Mass Law Blog

How to Attract Patent Litigation

by | Nov 27, 2008

If you’re a federal district court, that is.

The answer? You need something not every federal district has. The Eastern and Southern Districts of Texas have them. The Northern District of California has them. The Districts of Pennsylvania (Western), Georgia (Northern) and Illinois (Northern) have them. In fact, so many U.S. District Courts have them that its getting difficult to keep up. Like so many things in life, at first its an advantage to have them, and eventually it becomes necessity.

And now the U.S. District Court for the District of Massachusetts has them.
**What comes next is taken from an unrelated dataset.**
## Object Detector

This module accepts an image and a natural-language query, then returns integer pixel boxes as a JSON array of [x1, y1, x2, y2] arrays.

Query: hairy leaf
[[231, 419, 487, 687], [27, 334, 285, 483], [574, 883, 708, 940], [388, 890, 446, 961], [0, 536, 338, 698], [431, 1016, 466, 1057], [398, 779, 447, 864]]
What are they? Local procedural rules that apply only to patent cases. Local patent rules recognize that patent cases present legal, technical and discovery issues that call for specialized handling. In most jurisdictions these rules require early claim identification and invalidity defenses, attempt to schedule early claim construction (by the Court or by stipulation of the parties) and generally attempt to speed up the patent litigation process. After all, plaintiffs tend to seek out jurisdictions where they can get to trial as quickly as possible, since delay only increases expenses, while speed tends to lead to settlements.
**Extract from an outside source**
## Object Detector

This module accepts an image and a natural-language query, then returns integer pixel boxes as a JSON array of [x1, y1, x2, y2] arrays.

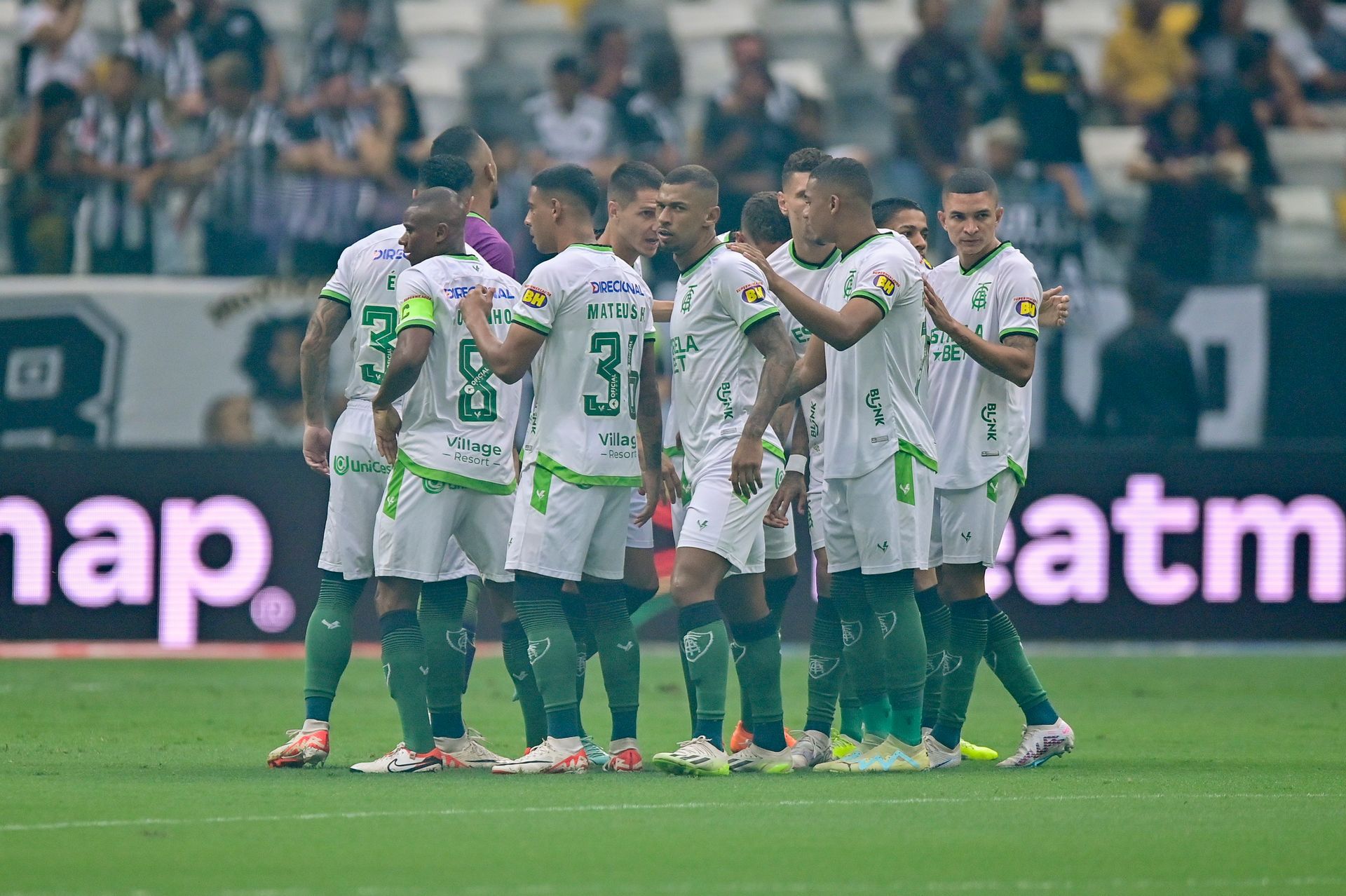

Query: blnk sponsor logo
[[0, 495, 294, 649], [986, 473, 1346, 606]]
Frankly, the Massachusetts local patent rules appear on the weak end of the spectrum – they focus entirely on the initial Local Rule Rule 16.1 statement to the court, and require the parties to propose a schedule for disclosure of infringement claims and invalidity defenses, address issues associated with claim construction and tutorials for the Court (somewhat common in patent suits), and address various discovery-related issues. By contrast, the Patent Rules in the Eastern District of Texas (which attracts a great deal of patent litigation), sets strict requirements that far exceed the Massachusetts rules.

It’s unlikely that that the Massachusetts patent rules will turn Massachusetts into a hotbed of patent litigation, but you’ve got to start somewhere. Perhaps this will prove to be the first step toward rules that will turn Massachusetts into the “rocket docket” so admired by plaintiffs lawyers and feared by defendants.